Długa droga seriali na DVD do Blu-ray’a

W podobnym okresie do Polski nareszcie zawitały wydania serialu “Columbo” na DVD. Choć jest on dość popularny i rozpoznawalny, a w telewizji można go było chyba oglądać już na wszystkich kanałach, to możliwość sięgnięcia po jeden z ulubionych odcinków był czymś wyjątkowym. Nie doczekaliśmy się jednak zbiorczego wydania żadnego z sezonów, lecz serial dystrybuowano w modelu gazetki wydawanej co dwa tygodnie. Niestety, kolejne numery bywały coraz trudniej do zdobycia – saloniki i kioski ich nie przyjmowały, bo się nie sprzedawały, a skoro się nie sprzedawały, to chyba ograniczano nakład kolejnych wydań.

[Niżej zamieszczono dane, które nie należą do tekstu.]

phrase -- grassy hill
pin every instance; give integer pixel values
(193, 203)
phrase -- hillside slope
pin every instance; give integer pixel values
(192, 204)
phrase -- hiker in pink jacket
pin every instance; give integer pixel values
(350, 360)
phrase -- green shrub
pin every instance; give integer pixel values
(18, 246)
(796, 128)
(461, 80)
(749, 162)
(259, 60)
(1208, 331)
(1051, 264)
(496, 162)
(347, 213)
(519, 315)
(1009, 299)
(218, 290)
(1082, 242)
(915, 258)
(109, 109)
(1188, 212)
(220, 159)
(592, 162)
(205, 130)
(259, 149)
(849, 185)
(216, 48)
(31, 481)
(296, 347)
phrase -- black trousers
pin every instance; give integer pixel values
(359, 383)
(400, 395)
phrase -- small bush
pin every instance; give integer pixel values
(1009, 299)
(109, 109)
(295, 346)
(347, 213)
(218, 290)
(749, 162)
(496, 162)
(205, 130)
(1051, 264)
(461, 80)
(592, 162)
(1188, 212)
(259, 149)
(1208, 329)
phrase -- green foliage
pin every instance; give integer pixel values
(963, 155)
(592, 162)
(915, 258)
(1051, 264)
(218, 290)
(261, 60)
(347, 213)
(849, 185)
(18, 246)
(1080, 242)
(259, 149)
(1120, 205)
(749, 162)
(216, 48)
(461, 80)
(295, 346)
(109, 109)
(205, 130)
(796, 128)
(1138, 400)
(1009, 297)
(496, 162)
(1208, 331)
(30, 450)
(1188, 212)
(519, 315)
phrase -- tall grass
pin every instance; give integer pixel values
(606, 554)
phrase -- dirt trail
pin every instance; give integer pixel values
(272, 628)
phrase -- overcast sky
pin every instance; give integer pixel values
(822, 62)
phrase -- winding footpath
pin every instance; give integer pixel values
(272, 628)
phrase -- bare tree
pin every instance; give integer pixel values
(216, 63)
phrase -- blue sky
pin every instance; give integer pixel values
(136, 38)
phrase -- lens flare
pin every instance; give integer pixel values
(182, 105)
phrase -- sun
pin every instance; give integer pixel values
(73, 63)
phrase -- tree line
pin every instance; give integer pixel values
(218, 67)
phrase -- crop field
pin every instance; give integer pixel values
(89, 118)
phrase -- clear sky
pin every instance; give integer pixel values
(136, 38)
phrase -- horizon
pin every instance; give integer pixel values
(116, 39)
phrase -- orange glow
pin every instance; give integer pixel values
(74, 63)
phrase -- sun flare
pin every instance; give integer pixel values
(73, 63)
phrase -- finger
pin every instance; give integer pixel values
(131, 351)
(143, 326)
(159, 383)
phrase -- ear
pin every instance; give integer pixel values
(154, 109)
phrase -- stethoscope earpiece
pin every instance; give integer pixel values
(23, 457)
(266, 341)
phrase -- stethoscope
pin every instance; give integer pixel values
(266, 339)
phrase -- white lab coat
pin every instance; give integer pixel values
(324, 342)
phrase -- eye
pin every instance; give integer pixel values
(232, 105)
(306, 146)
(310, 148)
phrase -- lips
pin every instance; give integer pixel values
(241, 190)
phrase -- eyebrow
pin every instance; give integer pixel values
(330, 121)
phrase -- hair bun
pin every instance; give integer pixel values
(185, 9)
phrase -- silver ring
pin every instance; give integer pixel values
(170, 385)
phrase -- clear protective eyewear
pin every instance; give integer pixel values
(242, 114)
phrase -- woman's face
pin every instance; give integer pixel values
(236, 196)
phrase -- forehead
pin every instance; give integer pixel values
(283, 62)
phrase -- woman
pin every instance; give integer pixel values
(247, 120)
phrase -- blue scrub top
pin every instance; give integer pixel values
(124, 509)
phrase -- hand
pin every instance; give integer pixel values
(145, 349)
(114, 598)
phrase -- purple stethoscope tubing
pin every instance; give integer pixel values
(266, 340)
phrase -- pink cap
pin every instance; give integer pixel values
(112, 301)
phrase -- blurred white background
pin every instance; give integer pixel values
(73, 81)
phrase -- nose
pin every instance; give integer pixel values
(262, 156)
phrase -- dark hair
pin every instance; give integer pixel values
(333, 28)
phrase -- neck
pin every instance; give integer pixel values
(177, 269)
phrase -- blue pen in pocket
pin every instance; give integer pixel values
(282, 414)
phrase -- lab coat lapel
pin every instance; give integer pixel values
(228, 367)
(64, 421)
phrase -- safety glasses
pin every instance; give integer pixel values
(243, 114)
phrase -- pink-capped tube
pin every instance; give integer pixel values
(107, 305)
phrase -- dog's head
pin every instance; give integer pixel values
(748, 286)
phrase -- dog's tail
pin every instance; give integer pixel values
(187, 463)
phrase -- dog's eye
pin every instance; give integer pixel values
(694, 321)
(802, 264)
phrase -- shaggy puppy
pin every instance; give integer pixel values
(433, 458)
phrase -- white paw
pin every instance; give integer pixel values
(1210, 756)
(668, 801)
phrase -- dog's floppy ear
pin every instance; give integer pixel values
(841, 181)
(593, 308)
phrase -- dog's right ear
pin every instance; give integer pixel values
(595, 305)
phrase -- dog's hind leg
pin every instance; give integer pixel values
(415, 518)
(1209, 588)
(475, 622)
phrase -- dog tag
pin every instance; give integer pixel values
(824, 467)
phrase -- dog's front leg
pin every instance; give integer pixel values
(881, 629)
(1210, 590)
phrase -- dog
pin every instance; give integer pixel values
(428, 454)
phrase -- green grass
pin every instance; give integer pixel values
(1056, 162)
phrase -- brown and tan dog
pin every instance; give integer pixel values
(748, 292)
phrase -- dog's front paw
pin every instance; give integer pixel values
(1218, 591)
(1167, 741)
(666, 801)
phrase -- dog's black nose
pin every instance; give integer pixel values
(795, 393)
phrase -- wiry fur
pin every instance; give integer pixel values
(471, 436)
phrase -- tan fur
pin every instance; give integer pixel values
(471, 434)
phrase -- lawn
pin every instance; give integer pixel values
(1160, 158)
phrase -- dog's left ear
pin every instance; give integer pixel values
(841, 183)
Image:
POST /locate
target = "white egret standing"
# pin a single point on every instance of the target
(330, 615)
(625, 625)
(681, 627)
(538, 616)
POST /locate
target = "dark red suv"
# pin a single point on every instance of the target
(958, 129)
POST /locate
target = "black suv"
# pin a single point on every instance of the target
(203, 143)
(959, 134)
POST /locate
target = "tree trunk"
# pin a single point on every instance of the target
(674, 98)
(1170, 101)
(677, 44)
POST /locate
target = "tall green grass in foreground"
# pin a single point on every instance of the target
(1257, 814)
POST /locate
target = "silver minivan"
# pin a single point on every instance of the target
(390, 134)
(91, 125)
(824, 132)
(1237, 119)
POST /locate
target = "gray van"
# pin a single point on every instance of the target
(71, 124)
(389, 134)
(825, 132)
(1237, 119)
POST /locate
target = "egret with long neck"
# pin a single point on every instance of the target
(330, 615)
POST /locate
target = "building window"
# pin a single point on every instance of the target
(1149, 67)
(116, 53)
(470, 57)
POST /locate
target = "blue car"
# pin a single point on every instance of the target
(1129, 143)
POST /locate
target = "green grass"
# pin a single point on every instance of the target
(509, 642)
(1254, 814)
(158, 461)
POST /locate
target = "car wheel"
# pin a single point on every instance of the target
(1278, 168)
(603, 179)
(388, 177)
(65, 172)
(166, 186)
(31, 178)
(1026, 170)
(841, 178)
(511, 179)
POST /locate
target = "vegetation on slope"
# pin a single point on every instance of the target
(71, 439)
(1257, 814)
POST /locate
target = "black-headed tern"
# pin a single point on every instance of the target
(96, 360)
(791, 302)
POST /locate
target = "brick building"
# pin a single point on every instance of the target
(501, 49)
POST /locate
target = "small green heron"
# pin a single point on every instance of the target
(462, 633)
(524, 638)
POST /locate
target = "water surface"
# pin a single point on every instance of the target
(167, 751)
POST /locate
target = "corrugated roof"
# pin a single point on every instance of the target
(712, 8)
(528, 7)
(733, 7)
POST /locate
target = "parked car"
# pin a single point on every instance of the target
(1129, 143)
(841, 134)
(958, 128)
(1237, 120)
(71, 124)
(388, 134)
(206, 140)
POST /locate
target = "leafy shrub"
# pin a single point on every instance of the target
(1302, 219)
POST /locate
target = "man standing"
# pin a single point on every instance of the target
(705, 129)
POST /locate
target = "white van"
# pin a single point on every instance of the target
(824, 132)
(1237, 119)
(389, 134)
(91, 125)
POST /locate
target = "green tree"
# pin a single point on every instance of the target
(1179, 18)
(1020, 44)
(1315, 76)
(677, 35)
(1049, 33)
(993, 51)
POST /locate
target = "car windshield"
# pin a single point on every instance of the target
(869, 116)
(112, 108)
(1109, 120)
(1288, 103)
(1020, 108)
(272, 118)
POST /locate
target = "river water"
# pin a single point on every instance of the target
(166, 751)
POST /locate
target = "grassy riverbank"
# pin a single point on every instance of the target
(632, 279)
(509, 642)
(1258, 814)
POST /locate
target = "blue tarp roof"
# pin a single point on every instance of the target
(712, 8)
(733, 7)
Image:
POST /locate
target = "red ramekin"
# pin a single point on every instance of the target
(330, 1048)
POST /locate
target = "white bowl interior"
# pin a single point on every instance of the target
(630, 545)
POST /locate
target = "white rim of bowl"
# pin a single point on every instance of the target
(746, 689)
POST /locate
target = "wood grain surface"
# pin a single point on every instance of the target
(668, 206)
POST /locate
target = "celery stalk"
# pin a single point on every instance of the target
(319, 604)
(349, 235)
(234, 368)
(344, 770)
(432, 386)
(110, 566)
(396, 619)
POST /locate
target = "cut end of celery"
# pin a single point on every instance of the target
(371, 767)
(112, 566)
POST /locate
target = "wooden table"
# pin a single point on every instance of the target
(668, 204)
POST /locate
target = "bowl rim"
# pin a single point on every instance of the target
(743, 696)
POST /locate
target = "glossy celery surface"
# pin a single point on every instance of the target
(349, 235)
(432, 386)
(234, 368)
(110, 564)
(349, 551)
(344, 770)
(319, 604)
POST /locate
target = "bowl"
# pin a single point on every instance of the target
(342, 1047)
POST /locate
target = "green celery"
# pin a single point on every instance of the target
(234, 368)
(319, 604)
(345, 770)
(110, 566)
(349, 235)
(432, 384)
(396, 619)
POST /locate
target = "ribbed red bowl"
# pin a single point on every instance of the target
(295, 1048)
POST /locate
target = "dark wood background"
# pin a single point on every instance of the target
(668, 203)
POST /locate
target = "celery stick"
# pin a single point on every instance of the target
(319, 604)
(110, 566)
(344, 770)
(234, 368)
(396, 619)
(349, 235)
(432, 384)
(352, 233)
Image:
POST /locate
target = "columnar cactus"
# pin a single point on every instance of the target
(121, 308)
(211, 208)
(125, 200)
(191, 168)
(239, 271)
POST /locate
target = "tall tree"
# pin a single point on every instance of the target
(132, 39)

Dziś bez przeszkód można nabyć wszystkie odcinki z porucznikiem Columbo na DVD w większych zagranicznych sklepach przez Internet (o czym wcześniej nawet by nie marzono), a także w polskiej wersji językowej na portalach aukcyjnych na rynku wtórnym. Czy to oznacza, że “Columbo” może zachwycać widzów tylko w wersji SD? Bynajmniej, serial doczekał się wydania Blu-ray, ale tylko w regionie azjatyckim i choć początkowo można go było bez przeszkód zamówić (był dość kosztowny), tak później – po wyczerpaniu nakładu – źródełko wyschło. Rynek wtórny znacząco podniósł ceny wydania, a i chętnych na jego sprzedaż jest coraz mniej. Od czasu do czasu pojawia się więcej ofert, ale w chwili powstawania tego artykułu cała kolekcja kosztuje ponad 1600 zł + koszty wysyłki z… Japonii. Musicie przyznać, że na tle takiej propozycji polskie wydanie serialu na DVD nie brzmi tak źle.

Skąd ta opieszałość u dystrybutorów, skoro zapotrzebowanie jest ewidentne?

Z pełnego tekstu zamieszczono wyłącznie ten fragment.